Historical marker #1667 commemorates the Old Calvary Cemetery in Marion County. Many of the area's early settlers are buried at this location.

A large number of Kentucky's early settlers came from Virginia and Maryland. Many who came from Virginia were Presbyterians, while those from Maryland were primarily Catholic. Three early settlers, who arrived as early as 1778, were James and John Ray and Henry Prather, who settled in the western part of the county on Prather's Creek. In 1785, the Lancasters and Haydens settled in that section, and several of the Hayden family members moved to near Rolling Fork.

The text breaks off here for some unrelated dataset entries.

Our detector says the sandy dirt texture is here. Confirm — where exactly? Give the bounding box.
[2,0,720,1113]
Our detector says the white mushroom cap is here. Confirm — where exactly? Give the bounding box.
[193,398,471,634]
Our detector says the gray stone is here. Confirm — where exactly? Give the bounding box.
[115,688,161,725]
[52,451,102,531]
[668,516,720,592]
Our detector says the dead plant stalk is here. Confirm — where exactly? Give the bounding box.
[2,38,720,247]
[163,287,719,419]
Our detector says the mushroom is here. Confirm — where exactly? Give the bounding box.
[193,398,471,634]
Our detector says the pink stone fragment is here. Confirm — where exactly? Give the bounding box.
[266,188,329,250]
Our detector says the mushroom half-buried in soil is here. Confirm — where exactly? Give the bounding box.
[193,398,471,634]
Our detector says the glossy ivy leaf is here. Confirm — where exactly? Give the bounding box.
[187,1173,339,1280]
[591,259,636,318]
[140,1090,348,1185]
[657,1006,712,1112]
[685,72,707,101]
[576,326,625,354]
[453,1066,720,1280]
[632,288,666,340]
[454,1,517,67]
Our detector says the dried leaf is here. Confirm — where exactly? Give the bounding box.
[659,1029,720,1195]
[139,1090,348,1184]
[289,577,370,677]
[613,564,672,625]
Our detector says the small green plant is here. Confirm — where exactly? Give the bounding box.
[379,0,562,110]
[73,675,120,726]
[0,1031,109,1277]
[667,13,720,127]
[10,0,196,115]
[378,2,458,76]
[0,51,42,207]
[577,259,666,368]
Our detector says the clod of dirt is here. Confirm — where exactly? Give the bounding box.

Thomas Hill and Phillip Miles came from Maryland in 1787 and settled north of the town near what is now St. Rose Pike. In about 1790, a colony of emigrants from Maryland settled around Rolling Fork. Among them were Robert Abell, Michael Fagan, John Hayden, Leonard Hamilton, Basil Hayden, Benedict Spalding, Francis Sims, John Wathen, and Raphael Winsatt. Benedict Spalding, Jr., established the town of Lebanon in 1813, and built the first store there. For more than forty years he was the town’s leading merchant. Thanks to his influence, the Louisville and Nashville Railroad built a line to Lebanon.

Among those buried in the Old Calvary Cemetery, later renamed the Holy Name of Mary Cemetery, are several Revolutionary War soldiers who hailed from Maryland. These include John Barton Abell, who died in 1820, Benedict Spalding who died in 1821, and Henry Hudson Wathen, who died in 1851. Another soldier-settler, Samuel Abell, died in 1795 before the Old Calvary Cemetery was created.